Chemical Messages Underwater: Can Fish Smell?

Animals detect the chemical cues that surround them using both their senses of smell (olfaction) and taste (gustation). Of these, olfaction is the more important, especially over long distance. Taste is used to assess things that are physically in contact with chemoreceptor cells. The underwater environment is a soup, full of chemical information about the habitat and about other animals, who is around, what they are doing, whether they are injured and so on. Aquatic animals constantly intercept these messages, choosing which they should respond to and which they should ignore.

Do fish have noses?

Not exactly — but they can smell! Unlike many land animals, fish do not breathe through their nostrils, which are used solely for smell. Some species have two pairs of nostrils and actively pump water in through one pair and out through the other. As the water passes over the sensory receptors within the nostrils, the chemicals in the water flow generate nerve impulses, which may then be decoded by the olfactory bulbs situated in the front part of the brain.

How well can fish smell?

A good sense of smell is essential for many freshwater fish species because vision is often limited underwater by turbid, muddy water and shade from plants, such as lilies.

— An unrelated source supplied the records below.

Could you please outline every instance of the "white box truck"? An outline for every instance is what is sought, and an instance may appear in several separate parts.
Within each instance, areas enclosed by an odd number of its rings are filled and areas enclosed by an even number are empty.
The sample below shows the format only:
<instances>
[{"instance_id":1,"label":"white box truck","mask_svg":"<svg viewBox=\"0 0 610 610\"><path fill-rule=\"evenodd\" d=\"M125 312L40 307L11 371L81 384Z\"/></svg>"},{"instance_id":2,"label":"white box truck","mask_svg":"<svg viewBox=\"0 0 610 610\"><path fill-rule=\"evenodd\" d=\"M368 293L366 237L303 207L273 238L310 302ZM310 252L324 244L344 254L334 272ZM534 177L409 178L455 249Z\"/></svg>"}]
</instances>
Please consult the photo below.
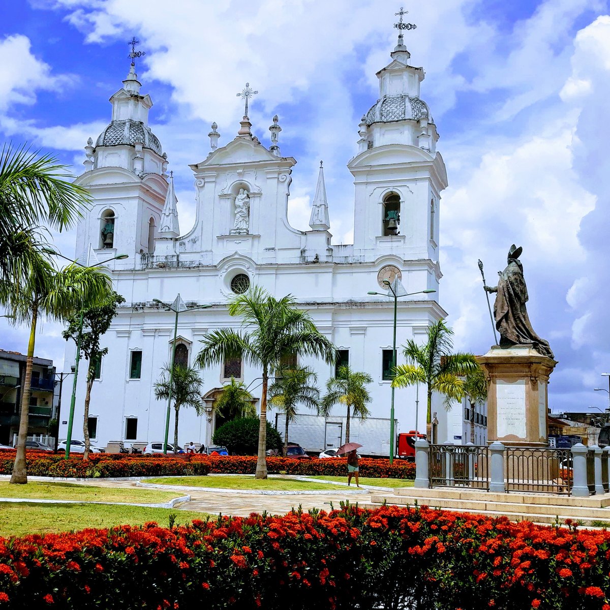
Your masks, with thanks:
<instances>
[{"instance_id":1,"label":"white box truck","mask_svg":"<svg viewBox=\"0 0 610 610\"><path fill-rule=\"evenodd\" d=\"M345 416L329 416L303 414L296 415L288 425L288 440L298 443L308 453L318 454L326 449L340 447L345 442ZM284 438L285 417L275 414L274 428ZM398 434L398 421L394 420L394 431ZM362 456L387 458L390 455L390 420L369 417L361 422L350 418L350 441L360 443L358 453Z\"/></svg>"}]
</instances>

Coral reefs, however, are characterized by extremely clear waters. Even so, reef fishes can and do detect chemical cues.The ability is strongest in those species that live with least light. Fish in the deep seas are able to detect concentrations of chemicals as weak as one part per quadrillion. An excellent sense of smell is common to many species of fish, especially nocturnal ones.

What do fish use smell for on the reef?

On the coral reef, moray eels hunt at night. They locate their prey by moving through the holes and interstices of the reef itself, homing in on victims by detecting their characteristic odor trails in the water.

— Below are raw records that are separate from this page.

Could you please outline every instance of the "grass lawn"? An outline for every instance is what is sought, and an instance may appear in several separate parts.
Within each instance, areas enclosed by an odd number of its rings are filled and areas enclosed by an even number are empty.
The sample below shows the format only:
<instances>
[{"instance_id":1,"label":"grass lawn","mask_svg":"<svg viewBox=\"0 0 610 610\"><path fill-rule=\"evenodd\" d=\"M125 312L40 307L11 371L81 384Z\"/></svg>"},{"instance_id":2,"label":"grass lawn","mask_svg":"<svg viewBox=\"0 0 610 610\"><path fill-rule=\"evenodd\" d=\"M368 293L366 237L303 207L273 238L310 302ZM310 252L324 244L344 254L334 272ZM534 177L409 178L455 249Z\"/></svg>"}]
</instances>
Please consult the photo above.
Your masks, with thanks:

Some daytime fish use their chemical senses to detect food. Goatfish, for example, use their barbels to find small invertebrates in the coral sand. These barbels are covered in sensitive chemosensory cells that allow the fish to taste its prey before it can see it. Often, fish that live along the substrate of the reef, including some blennies and gobies, also have these chemosensory cells along the undersides of their bodies.

How do fish use smell?

The ability offish to orientate towards (or away from) the source of an odor is called chemotaxis. Each animal produces its own odor; if a fish detects that of a prey animal, it is likely to try to use it to track down that animal.The process of discovering the source starts when the fish crosses the odor trail of the prey animal. Once the fish detects the presence of the smell, it circles to reconnect with the trail and then moves up the odor gradient, going from a weak smell to a stronger one, until it finds the source and devours it. As well as finding food, fish are able to navigate using their sense of smell. The salmon is the most famous of all fish species for doing this, but most fish are capable of detecting and moving towards the smell of a local, familiar habitat. Each habitat has its own, unique, chemical signature and this is what the fish respond to.This ability is extremely important — fish that become familiar with a preferred area of their habitat know from experience where the best hiding places are located and where to find food.